What does the mixture of BESS price falls, supply chain bottlenecks and EPC shortages look like for deploying BESS projects this year?
While there are diametric forces at play, we believe that the momentum for deploying energy storage projects will continue. The value that storage brings to both grid stability and project economics is too compelling to put on hold. Even with logistical challenges, we’ve seen developers and operators pushing forward and prioritising projects that maximise revenue potential.
For the majority of companies we are working with, assets slated for 2025 COD are already well into development/construction and the focus has shifted to ensuring operational readiness. These elements – ranging from market integrations to developing the optimal default operating strategy for your project – are less impacted by those factors.
How is the financing and commercialisation of BESS in the US evolving to enable more deployments?
We’ve seen a continued scaling up of deployments in the two largest storage markets of CAISO and ERCOT. CAISO continues to be attractive for storage developers and investors, given the long term RA contracts, which provide consistent and predictable revenue.
We’ve also seen an increasing amount of storage financed and deployed in ERCOT. This shows that the finance community is open to projects without contracted (or fully contracted) revenue streams. Overall this is an extremely positive development given the upside potential tied to merchant operations in ERCOT.
At the same time, we have seen the emergence of different risk products (e.g. shorter tenor hedges, longer tenor tolls) to provide some revenue certainty.
Another trend we are seeing is companies focusing efforts in emerging US markets – with initial projects slated for later this year or 2026. Underwriting in these markets can look a bit different and sometimes be based on new/evolving incentive programs.
The storage community is looking to better understand these structures to gain confidence in project viability.

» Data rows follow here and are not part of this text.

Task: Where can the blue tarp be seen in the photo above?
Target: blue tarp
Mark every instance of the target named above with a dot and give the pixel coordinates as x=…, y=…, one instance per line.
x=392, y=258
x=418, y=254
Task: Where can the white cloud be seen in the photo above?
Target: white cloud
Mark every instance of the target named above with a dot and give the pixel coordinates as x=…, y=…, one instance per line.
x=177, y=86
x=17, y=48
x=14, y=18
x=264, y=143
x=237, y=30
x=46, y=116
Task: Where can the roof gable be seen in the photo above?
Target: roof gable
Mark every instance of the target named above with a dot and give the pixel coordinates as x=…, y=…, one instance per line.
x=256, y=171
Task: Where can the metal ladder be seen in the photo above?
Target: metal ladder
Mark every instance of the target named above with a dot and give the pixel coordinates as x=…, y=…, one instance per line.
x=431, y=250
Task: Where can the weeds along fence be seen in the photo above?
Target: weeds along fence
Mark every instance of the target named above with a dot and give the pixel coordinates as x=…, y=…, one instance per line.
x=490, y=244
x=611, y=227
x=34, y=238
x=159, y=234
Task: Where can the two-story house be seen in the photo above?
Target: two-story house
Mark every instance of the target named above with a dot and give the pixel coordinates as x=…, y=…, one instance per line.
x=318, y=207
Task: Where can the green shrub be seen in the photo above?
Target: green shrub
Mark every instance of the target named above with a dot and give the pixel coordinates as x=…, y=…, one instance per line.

One great example of this – we have worked with a number of customers in recent months to model projects in NYISO under the ISC program. This has been a big draw for many developers and operators given the downside risk protection the program provides.
ERCOT RTC+B, CAISO’s Slice of Day RA explained
ERCOT’s Real-Time Co-Optimization with Batteries (RTC+B) project will change how it manages real-time and day-ahead markets by co-optimising energy and ancillary services in the real-time market and introducing new block products.
It aims to improve the efficiency of dispatching resources, potentially creating more precise price signals from the real-time market, and reducing arbitrage opportunities between day-ahead and real-time markets by fostering better price convergence between the two. It is set to go live on 5 December, 2025.
CAISO’s Slice of Day (SOD) framework meanwhile will change resource adequacy (RA) obligations for load serving entities (LSEs) from a simple monthly target to a 12-month, 24-hour target. RA is the bedrock of the business case for grid-scale BESS and has helped it become the leading state by deployments.
Consultancy Ascend Analytics said that the change ‘significantly reduces the RA value of standalone storage relative to previous accounting frameworks’. It is being implemented through 2025.
Energy Storage Summit USA awards
This year’s iteration of the Energy Storage Summit USA will, for the first time, include an Awards segment, just as the EU event has launched its own in the last two years.
The main category of ‘Individual Contribution to Energy Storage’ includes some names which may be familiar to Energy-Storage.news, such as American Energy Storage Innovations’ (AESI) Bud Collins and Powin’s Danny Lu. The full list of nominees is:
- Bud Collins
- Sara Sultan
- Pablo Otin
- Anum Chandani
- Cihan Karaman
- Ryan Franks
- Vaughn Morrison
- Danny Lu
- Dr Gary Dorris
- Ben Firestone
Meanwhile, Magvolts Energy Inc, Powin Calpine and Pier Solutions are the nominees for the Project of the Year, while there is also a Developer of the Year category.